F-element metalated dipyrrins: synthesis and characterization of a family of uranyl bis(dipyrrinate) complexes

Abstract

Using an improved, chromatography-free dipyrrin synthesis, the α,β-unsubstituted dipyrrins [RC(C₄H₂N)₂H] (2) (R = tolyl (2^tolyl), p-OMe-C₆H₄ (2^anis), mesityl (2^mes), ferrocenyl (2^Fc)) were isolated in good to excellent yields. Deprotonation of 2 with Na[N(SiMe₃)₂] gives the alkali metal salts [Na(DME)_n][RC(C₄H₂N)₂] (3) which reacts with UO₂Cl₂(THF)₃ to give the uranyl bis(dipyrrinates) UO₂[RC(C₄H₂N)₂]₂(L) (L = THF (4^R-THF); DMAP (4^R-DMAP)) (R = tolyl, p-OMe-C₆H₄, mesityl, ferrocenyl). The THF adducts, 4^R-THF, are unstable in aromatic and nonpolar solvents and rapidly decompose to 2 and an intractable uranium-containing solid.

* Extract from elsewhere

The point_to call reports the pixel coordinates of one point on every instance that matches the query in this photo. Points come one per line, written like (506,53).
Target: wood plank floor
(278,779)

On the other hand, the DMAP adducts, 4^R-DMAP, are indefinitely stable in solution. The solid-state structures of 4^R-THF and 4^R-DMAP reveal distorted trigonal bipyramidal geometries. In the solid-state, the dipyrrinate ligands exhibit significant distortions including bowing and, in some instances, out-of-plane equatorial N-atom coordination, likely as a consequence of steric crowding and interligand repulsion. The complexes, 4^R-DMAP, have been fully characterized by NMR, UV/Vis, and fluorescence spectroscopies, and their electrochemical properties have been investigated through cyclic voltammetry. The cyclic voltammograms of 4^R-DMAP display several redox features but present a reversible wave at ca. −1.9 V (vs. Fc^0/+) attributable to a ligand centred reduction. Fluorescence measurements of all compounds reveal that only the mesityl derivatives 2^mes, 3^mes, and 4^mes fluoresce with modest Stokes shift that ranges from ca. 30–70 nm, with 4^mes displaying the greatest relative emission intensity.